Abstract
OPG is a new member of the tumor necrosis factor (TNF) receptor family which plays a key role in the physiological regulation of osteoclastic bone resorption. The protein, which is produced by osteoblasts and marrow stromal cells, lacks a transmembrane domain and acts as a secreted decoy receptor which has no direct signaling capacity. OPG acts by binding to its natural ligand OPGL, which is also known as RANKL (receptor activator of NF-kB ligand). This binding prevents OPGL from activating its cognate receptor RANK, which is the osteoclast receptor vital for osteoclast differentiation, activation and survival. Overexpression of OPG in transgenic mice leads to profound osteopetrosis secondary to a near total lack of osteoclasts. Conversely, ablation of the OPG gene causes severe osteoporosis in mice.
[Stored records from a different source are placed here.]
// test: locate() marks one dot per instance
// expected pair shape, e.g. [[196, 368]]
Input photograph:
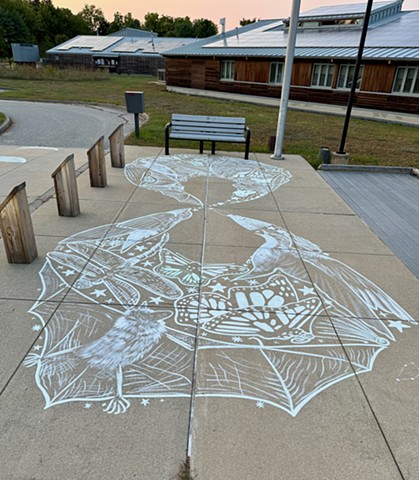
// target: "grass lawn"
[[368, 142]]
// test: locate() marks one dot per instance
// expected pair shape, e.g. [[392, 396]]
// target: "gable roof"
[[394, 37]]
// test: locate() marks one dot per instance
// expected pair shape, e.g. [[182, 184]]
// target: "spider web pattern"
[[132, 311]]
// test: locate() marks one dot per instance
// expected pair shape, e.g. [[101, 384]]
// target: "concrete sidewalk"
[[237, 312]]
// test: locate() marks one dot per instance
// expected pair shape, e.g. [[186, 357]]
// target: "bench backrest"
[[208, 124]]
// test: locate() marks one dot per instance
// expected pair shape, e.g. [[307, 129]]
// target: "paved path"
[[387, 202], [60, 125], [235, 311]]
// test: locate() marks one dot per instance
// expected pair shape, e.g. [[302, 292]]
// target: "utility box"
[[134, 102]]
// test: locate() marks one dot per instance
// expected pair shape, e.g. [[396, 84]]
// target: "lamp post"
[[286, 83], [341, 150]]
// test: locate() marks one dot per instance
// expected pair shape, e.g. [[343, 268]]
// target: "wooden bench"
[[65, 184], [116, 143], [211, 129], [97, 166], [16, 227]]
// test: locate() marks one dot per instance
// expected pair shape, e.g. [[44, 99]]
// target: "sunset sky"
[[233, 10]]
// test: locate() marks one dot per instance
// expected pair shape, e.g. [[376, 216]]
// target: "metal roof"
[[114, 46], [354, 9], [394, 38]]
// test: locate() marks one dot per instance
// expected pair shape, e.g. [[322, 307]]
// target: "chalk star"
[[69, 272], [156, 300], [398, 325], [307, 291], [99, 293], [218, 288]]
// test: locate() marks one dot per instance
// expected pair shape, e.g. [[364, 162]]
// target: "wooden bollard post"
[[65, 184], [97, 166], [116, 142], [16, 227]]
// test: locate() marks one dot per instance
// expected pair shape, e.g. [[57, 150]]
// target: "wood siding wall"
[[301, 73], [252, 77], [378, 77], [252, 71]]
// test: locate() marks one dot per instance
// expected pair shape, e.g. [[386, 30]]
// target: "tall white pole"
[[286, 82]]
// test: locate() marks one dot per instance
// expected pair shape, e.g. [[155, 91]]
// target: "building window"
[[322, 75], [346, 76], [275, 73], [227, 70], [407, 80]]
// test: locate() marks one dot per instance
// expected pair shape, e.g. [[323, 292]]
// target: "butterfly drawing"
[[115, 272], [189, 272]]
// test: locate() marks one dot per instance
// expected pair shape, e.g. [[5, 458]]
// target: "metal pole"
[[286, 83], [355, 80], [137, 125]]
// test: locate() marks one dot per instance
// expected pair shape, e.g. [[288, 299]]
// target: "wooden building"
[[250, 60]]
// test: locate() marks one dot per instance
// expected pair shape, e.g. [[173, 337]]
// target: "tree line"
[[40, 22]]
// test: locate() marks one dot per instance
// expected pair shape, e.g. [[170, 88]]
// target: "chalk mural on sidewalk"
[[278, 328]]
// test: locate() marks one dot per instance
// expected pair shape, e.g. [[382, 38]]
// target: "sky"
[[232, 10]]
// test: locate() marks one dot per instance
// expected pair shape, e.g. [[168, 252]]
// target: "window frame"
[[348, 68], [415, 80], [328, 67], [227, 70], [274, 75]]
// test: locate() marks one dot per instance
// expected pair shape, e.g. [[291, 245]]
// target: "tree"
[[131, 22], [94, 17], [13, 29], [152, 22], [203, 28]]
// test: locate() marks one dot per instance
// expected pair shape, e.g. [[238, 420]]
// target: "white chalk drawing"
[[134, 312], [409, 372], [167, 175]]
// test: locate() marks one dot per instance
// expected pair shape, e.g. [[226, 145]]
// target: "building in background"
[[250, 60], [25, 53], [127, 51]]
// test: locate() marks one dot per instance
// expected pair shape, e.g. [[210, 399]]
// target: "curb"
[[366, 168], [5, 125]]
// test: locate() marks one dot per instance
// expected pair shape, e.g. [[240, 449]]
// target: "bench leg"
[[166, 139]]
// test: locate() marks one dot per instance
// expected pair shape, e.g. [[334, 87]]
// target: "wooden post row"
[[16, 227], [65, 184], [116, 142], [97, 166]]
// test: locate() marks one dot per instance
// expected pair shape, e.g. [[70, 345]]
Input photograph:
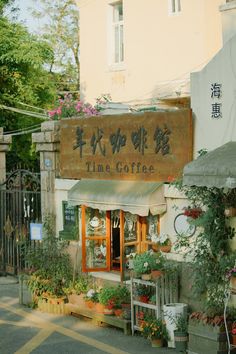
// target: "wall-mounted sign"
[[36, 231], [148, 146]]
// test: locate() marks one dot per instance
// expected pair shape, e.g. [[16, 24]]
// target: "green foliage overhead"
[[23, 79]]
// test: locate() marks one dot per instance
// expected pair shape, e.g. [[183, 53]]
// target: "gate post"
[[5, 141], [48, 144]]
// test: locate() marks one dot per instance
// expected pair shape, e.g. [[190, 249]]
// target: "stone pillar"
[[5, 141], [48, 144]]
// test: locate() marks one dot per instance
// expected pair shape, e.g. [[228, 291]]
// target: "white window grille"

Ablation of OPGL or RANK also produces profound osteopetrosis, indicating the important physiological role of these proteins in regulating bone resorption. The secretion of OPG and OPGL from osteoblasts and stromal cells is regulated by numerous hormones and cytokines, often in a reciprocal manner. The relative levels of OPG and OPGL production are thought to ultimately dictate the extent of bone resorption. Excess OPGL increases bone resorption, whereas excess OPG inhibits resorption. Recombinant OPG blocks the effects of virtually all factors which stimulate osteoclasts, in vitro and in vivo. OPG also inhibits bone resorption in a variety of animal disease models, including ovariectomy-induced osteoporosis, humoral hypercalcemia of malignancy, and experimental bone metastasis. OPG might represent an effective therapeutic option for diseases associated with excessive osteoclast activity.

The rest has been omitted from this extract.